気温が上昇する日が増えてきた。近年は厳しい暑さに見舞われ、昨夏の平均気温は1898年の統計開始以来、最高を記録した。今年も5月なのに各地で真夏日(30度以上)を観測し、梅雨明け後はラニーニャ現象などの影響で記録的な暑さになる可能性がある。熱中症への備えに万全を期さねばならない。

 改正気候変動適応法の施行に伴い、政府は4月下旬から「熱中症特別警戒アラート」の運用を始めた。重大な健康被害を起こす暑さが予測される場合に発表し、発症リスクの高い高齢者や乳幼児への配慮、対策が徹底できない場合の運動やイベントの中止などを呼びかける。

 政府は2021年以降、気温や湿度などから算出する「暑さ指数」が33以上と予測される場合に「警戒アラート」を出してきた。特別警戒アラートはその1段上で、全地点で指数35以上が見込まれる都道府県ごとに発表する。

 国内ではこれまで発表レベルに達した例はないというが、気候変動に関する政府間パネルは「極端な高温になる可能性が高まっている」と警告している。油断は禁物だ。

 総務省消防庁によると、昨年5~9月の熱中症による救急搬送は全国で9万1467人、兵庫県内でも3993人に上る。全国でほぼ毎年千人超の命が奪われている。

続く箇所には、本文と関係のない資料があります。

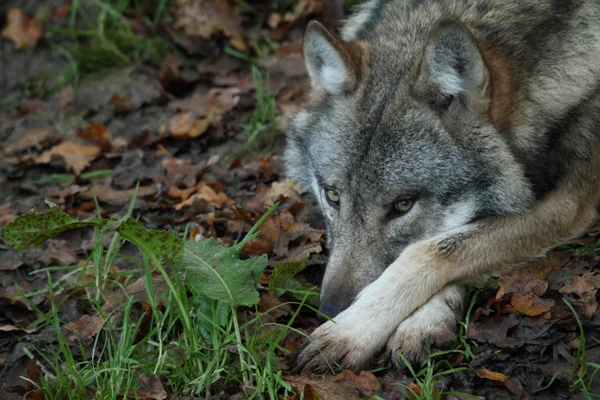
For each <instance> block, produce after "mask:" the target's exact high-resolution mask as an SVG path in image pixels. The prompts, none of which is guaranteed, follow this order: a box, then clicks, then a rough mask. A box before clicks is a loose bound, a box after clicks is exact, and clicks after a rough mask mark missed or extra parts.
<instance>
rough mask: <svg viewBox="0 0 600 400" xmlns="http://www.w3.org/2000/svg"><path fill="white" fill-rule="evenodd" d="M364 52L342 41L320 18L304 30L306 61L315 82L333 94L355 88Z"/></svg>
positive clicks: (316, 86) (304, 60) (312, 76)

 特別警戒アラートの発表時は被害規模が膨れ上がる恐れがある。大きな地震や台風と同等の災害と捉え、不急不要の外出を控えるなど安全を最優先にした行動が求められる。

 熱中症予防の基本は体を冷やし、こまめに水分を補給することだ。患者の4割近くは室内で発症している。エアコンなどで室温が28度以下になるよう保つ必要がある。車中は外気よりはるかに高温になる。「すぐ戻るから」と乳幼児を車内に残すのは絶対にやめるべきだ。

 市区町村長は公民館や図書館、民間のショッピングセンターなどを「暑熱避難施設(クーリングシェルター)」に指定し、特別警戒アラート発表時は一般開放を義務付ける。市民に分かりやすく周知し、高齢者らには直接声をかける取り組みも積極的に進めてほしい。

 学校の運動部の練習や試合も配慮が必要だ。日本スポーツ協会は暑さ指数28以上で激しい運動は中止、31以上で運動は原則中止とする指針を示している。警戒情報の有無にかかわらず、涼しい場所での休憩や水分補給などの対策が欠かせない。

 ここ2年の夏場は新型コロナウイルス感染症の患者も急増し、救急搬送が困難になる事態が続いている。官民、地域を挙げて熱中症対策に取り組み、医療の逼迫(ひっぱく)を防ぎたい。